На спинке стула осталась висеть большая холщовая сумка, расшитая бусинами, за которой Юля так и не вернулась. Сумка долго валялась в кладовке, а потом куда-то исчезла. И Юлю Третью никто больше никогда не видел.
Юлю Четвертую в контору привела мама. Пришла симпатичная, просто одетая женщина и спросила пробегающую по коридору Модестовну:
– Вам, говорят, секретарша нужна?
На этот раз Татьяна не стала брать грех на душу и привела женщину к Мякишевой. Посетительница сбивчиво рассказала, что есть у нее дочка (разумеется, Юля), которая сейчас секретарствует в какой-то фирме, но тамошний хозяин стал ее задерживать по вечерам и говорить слова, далекие от работы. Руки пока не распускает, но это, скорее всего, дело времени. А девочке домой надо, потому что у нее там сынишка четырех лет, да и вообще не хотелось бы скандала.
– Папка у нас горячий, – смущенно поделилась женщина, – муж у Юлечки спокойный, смеется только, а папка в получку может начальнику по голове настучать. Наш папка такой…
– Ну приводите, – вздохнула Мякишева, подумав, что доброе дело по спасению головы неизвестного бизнесмена ей когда-нибудь зачтется.
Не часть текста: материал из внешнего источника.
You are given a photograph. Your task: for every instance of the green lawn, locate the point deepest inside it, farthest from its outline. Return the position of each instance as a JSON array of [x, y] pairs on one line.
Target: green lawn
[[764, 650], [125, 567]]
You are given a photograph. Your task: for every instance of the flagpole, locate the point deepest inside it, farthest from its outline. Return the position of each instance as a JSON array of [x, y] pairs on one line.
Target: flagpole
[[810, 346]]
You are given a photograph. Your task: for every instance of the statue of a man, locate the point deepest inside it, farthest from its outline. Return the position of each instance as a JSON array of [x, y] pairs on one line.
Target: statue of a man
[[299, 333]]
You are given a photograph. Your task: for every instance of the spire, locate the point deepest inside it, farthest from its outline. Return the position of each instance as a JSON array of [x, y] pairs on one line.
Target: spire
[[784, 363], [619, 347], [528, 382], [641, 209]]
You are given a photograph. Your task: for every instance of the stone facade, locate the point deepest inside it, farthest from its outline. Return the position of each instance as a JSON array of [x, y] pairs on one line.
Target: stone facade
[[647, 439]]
И получилось, что фирма приобрела настоящее сокровище. Юля Четвертая оказалась идеальным секретарем. Расторопным, внимательным и памятливым. Перестали теряться нужные бумажки и отменяться назначенные встречи. А больше всего лично Мякишевой грел душу появившийся ритуал – утром, пока она снимала пальто, на столе появлялась дымящаяся чашка кофе на белоснежной льняной салфетке. Салфетки Юля стирала и крахмалила дома, хотя никто ее об этом не просил, не такие уж баре были.
А еще Юля была красавицей. Настоящей, без дураков. Высокая, тоненькая, с длинными каштановыми волосами. В ней всего было в меру – юбка той длины, чтобы не делать девушке сомнительные предложения, блузка расстегнута на столько пуговиц, чтобы горячие юристы и остальные проходящие мужчины не пялились, походка без призывного виляния и все остальное со знаком плюс.
Почему-то раньше никто не видел, насколько Юля красива и умна. Жизнь ее была обычной – после школы поступила в педучилище, встречалась с мальчиком, который закончил техникум промышленной автоматики и ушел в армию. А через два месяца Юля узнала, что проводы любимого сделали ей личный подарок.